When it comes to Internet Drama, nothing beats the paper letter. Anthropology’s founders did not lead isolated lives. “American cultural anthropology” corresponded with “British social anthropology” and the “Année Sociologique” all the time. I’ve blogged before about Marcel Mauss talking trash about Malinowski with Radcliffe-Brown. But for pure in-your face, the winner has got to be Robert Lowie’s response to A.R. Radcliffe-Brown.

For many years, the standard theory textbook in anthropology was Lowie’s 1938 History of Ethnological Theory. It covered everyone — Boas, Durkheim, everyone. A.R. Radcliffe-Brown, the apostle of structure-functionalism, was one of the people he described. They had corresponded cordially in the past, but Lowie’s description of ‘R-B’ triggered the pretentious brit, and we wrote an eight page letter detailing  R-B’s charges against Lowie. The first sentence was: “The students of my seminar have asked me to explain how it is that you give such a distorted account of my views in your new book.” It’s all downhill after that — albeit in a very nitpicky, kinship-theory heavy way.

Lowie’s equally long response is a model of collegial, principled, methodical ruthlessness. You can read both letters on the History of Anthropology website. Radcliffe-Brown clearly wanted to have a Penis Size Contest in which each scholar carved our their own academic empire and then denounced each other as tyrants. You know, the way professors always do.

Lowie took the high road (sorta) by beginning his response insisting he didn’t hate R-B:

“Your letter of May 6th requires an extended reply, for it voices some regrettable misunderstandings. However, I must thank you for your candor, which I shall try to requite in kind.
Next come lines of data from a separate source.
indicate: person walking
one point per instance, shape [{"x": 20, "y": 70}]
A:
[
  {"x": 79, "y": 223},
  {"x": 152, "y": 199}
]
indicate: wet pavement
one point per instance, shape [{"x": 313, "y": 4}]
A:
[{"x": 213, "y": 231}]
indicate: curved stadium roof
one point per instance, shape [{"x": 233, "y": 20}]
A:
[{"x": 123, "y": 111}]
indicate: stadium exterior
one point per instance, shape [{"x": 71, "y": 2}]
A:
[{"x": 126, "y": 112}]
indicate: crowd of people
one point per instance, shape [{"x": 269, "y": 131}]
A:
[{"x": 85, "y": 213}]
I hope you will disabuse “some persons” of the grotesque notion that my remarks are due to “personal spite or personal dislike.” Nothing in our past relations warrants this odd assumption. I have always recognized your work on social organization, and your appreciative note about my Crow book was all that I could wish. At least once I made efforts to lure you to our Summer School; and your willingness to take [W.Lloyd] Warner under your wing on my recommendation suggests some sense of common aims at the time. In short, I have no personal grievance whatsoever.
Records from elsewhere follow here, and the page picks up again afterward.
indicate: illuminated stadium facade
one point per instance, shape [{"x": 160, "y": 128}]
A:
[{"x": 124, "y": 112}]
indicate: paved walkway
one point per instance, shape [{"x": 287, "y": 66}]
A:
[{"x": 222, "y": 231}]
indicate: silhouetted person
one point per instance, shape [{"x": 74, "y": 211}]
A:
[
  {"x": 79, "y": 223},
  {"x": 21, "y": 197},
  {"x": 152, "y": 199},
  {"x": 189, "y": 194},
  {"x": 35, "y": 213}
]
Ignoring, then, the gratuitous suggestions of bad faith with which your letter teems (and which may charitably be supposed to result from a temporary confusion of my identity with that o f some other controversialist o f yours), I shall answer your two queries and try to define the real nature ofthe difficulty.
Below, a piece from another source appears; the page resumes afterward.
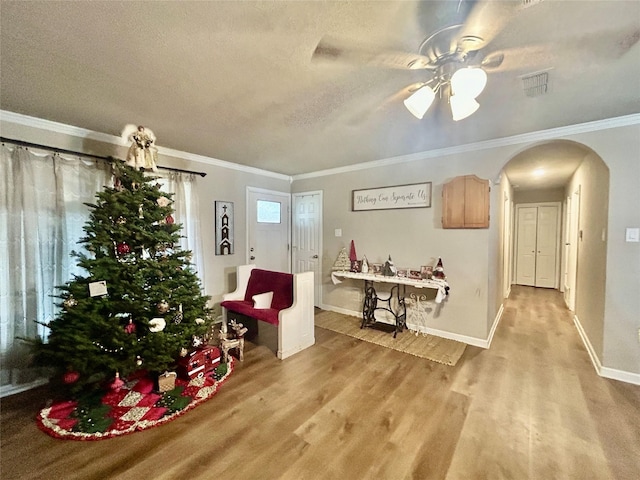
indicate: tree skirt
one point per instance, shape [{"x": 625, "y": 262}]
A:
[{"x": 136, "y": 406}]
After this, Lowie replies (convincingly) to R-B’s charges. It’s a long, intensely-argued middle section. But towards the end of the letter Lowie tightens the screws and returns to the sociology, rather than the substance, of their dispute. Taking issue with R-B’s claim that he (Lowie) is trying to rally his students to the cause of attacking R-B, Lowie replies

I have no disciples and want none. I am not a “leader” and I do not want my students to be led by the nose.

The letter ends with a series of humblebrags denigrating R-B’s egotism:

You have a gospel to proclaim; I make it clear to any students who seek inexpensive solutions for the riddles of the cultural universe that I do not hawk in such commodities. I do not conceive scientific work as an adolescent’s game for individual aggrandizement, but a cooperative effort that gives scope to many diverse talents and temperments. Neither in my book nor in this letter am I at all concerned about “scoring” against you: I am interested in separating dross from gold for a common exchequer. Having reread the pages devoted to you in my book, I suggest submitting them to some friendly layman remoted from the scene of anthropological feuds. Such a reader will not gather that you have “made an enemy” of me. Malice does not refer to its victim as doing some “exemplary” or “brilliant” work. The friendly layman will probably infer that you crave the servile adulation of henchmen, not the disciminating appreciation of peers, which to me is the only desirable form of recognition from fellow-workers.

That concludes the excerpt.